Having little time for recreation causes many people to extend their days and limit their sleep in order to have time for themselves. PHOTO BY MEGAN CREIG

But the history of sleep and sleep associations, as well as our reasons for bedtime procrastination go even further back. Another study looked to the ancient Greeks for their answers. They believed that “the god of sleep (Hypnos) and the god of death (Thanatos) were siblings, one of the earliest sleep-death associations. Now, in modern language we see frequent associations between the two: “For example, to wish good intentions for a deceased person, people say “rest in peace” by linking death to resting and sleep.” Because of these associations, many people, myself included, can see time spent sleeping as time taken away from living. As the saying goes, “sleep brings us ever closer to death.” It is the ultimate deadline to procrastinate. 

Of course, there are many more reasons to stay awake than death. Anxiety, self-control, life purpose, and circadian energy were also found to be major contributors. But that leaves us with another question. How do we stop procrastinating sleep?

Moving towards better habits

Janet Miller knows quite well that relaxing into sleep is not always conducive with student life. Working as a registered psychologist at Mount Royal University’s Student Counselling Services, she sees sleep as something on the forefront of many student’s minds. Yet, during crunch time, or exam season if you will, this doesn’t necessarily translate into good behaviour.

“There’s value in having an all-nighter or a late night here and there, but there are some good rules around that, too,” said Miller. “How to know when to push the late night limits versus when sleep is going to be better for you.”

Sleep deprivation makes us miss out on important details. We struggle to see and act with clarity because of it. 

Dr. Jonathan Charest, director of athlete sleep services at the Centre for Sleep & Human Performance, says that one of the ways to counteract this is to focus on sleep hygiene. This can mean sleeping in a quiet, dark room, avoiding caffeine and alcohol before bed, and shutting off your devices.

“You don’t go and sit at a table waiting to be hungry.
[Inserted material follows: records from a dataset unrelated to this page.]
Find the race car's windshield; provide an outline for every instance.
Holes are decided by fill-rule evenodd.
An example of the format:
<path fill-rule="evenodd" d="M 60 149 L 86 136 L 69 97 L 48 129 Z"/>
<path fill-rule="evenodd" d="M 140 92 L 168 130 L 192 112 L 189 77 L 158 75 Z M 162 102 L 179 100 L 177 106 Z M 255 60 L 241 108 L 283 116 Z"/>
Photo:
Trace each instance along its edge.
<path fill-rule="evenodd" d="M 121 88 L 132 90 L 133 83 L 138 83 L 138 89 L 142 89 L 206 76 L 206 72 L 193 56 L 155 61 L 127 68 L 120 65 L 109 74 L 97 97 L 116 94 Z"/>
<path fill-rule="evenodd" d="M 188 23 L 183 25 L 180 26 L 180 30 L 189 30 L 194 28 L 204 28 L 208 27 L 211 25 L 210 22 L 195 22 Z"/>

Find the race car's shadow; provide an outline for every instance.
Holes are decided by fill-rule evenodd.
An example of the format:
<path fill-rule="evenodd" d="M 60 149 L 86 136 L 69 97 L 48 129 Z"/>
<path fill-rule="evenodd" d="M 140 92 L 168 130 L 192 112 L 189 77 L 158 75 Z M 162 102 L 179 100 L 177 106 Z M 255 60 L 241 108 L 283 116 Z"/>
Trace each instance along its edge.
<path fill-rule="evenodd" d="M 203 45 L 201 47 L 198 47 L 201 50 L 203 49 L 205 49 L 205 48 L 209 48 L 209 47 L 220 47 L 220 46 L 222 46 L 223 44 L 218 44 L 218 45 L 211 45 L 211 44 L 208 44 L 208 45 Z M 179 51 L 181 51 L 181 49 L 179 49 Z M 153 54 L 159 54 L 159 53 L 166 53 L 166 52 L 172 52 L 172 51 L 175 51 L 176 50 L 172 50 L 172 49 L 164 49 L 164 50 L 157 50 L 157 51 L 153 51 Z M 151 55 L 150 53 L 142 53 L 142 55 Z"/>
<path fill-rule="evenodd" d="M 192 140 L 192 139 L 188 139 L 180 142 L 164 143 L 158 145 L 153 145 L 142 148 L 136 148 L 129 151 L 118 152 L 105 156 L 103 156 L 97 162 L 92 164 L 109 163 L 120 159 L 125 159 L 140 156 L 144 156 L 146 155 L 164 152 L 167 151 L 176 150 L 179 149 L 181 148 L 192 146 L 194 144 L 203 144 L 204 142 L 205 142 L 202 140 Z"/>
So why are you in bed waiting to be tired? You should go to your bedroom when you are ready to sleep,” said Charest.

He understands that life can get busy. The idea, instead, is to make time for personal activities or hobbies, so that it does not impair your bedtime. It’s saying yes to some things and no to others. It’s listening to your body’s cues and making sleep non-negotiable. 

Putting away your electronic devices before heading to bed is a good way to avoid bedtime procrastination. PHOTO BY MEGAN CREIG

Miller also encourages students to come into counselling if they feel they might be struggling with this. If it’s something deeper, they can talk to their medical doctor.
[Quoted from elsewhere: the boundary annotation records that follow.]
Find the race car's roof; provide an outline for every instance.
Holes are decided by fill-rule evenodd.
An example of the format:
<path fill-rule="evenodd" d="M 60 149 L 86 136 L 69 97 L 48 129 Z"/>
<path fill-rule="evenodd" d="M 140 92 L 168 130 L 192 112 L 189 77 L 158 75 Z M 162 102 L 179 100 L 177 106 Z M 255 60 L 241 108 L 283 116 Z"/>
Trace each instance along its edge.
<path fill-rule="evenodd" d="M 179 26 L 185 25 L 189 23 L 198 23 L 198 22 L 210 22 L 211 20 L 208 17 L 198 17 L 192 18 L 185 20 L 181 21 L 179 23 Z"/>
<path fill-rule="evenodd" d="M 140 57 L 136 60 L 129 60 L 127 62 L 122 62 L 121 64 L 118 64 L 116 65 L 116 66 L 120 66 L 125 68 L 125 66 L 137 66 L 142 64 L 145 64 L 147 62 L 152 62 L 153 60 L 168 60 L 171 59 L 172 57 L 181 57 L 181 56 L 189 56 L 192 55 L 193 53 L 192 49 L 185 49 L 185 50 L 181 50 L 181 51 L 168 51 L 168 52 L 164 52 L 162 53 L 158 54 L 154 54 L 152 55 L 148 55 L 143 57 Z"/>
“Is it about nutrition? Is it about exercise? Are you stressed about relationship stuff? Am I dealing with children or parents or roommate stress? What is the context here that needs to be addressed,” said Miller.

Addressing the root of the issue and establishing that good sleep hygiene will make a great deal of difference. It has for me. 

As an adult, much like my mom, I fell into my own busy schedule. I would push hard during the daytime to meet deadlines, and then try to make the most out of my evenings at home. I found myself queuing up Netflix at the end of the day only to wake up to the classic “are you still watching,” three hours later. I limited my sleep, hoping to limit my stress but found that I was only doing the opposite. 

Developing a healthy nighttime routine has helped me change some of my poor habits. Rather than bringing my laptop into bed at night, I might watch something in the living room instead. I try to set limits on how long I’ll spend staring at a screen before bed and I’ve found that listening to something or reading lets me assess when I’m actually ready to sleep whereas watching something means dedicating more of my attention to the plot and less to being tired. 

These changes mean I now sleep better, longer, and wake up more well rested than I have in a long time.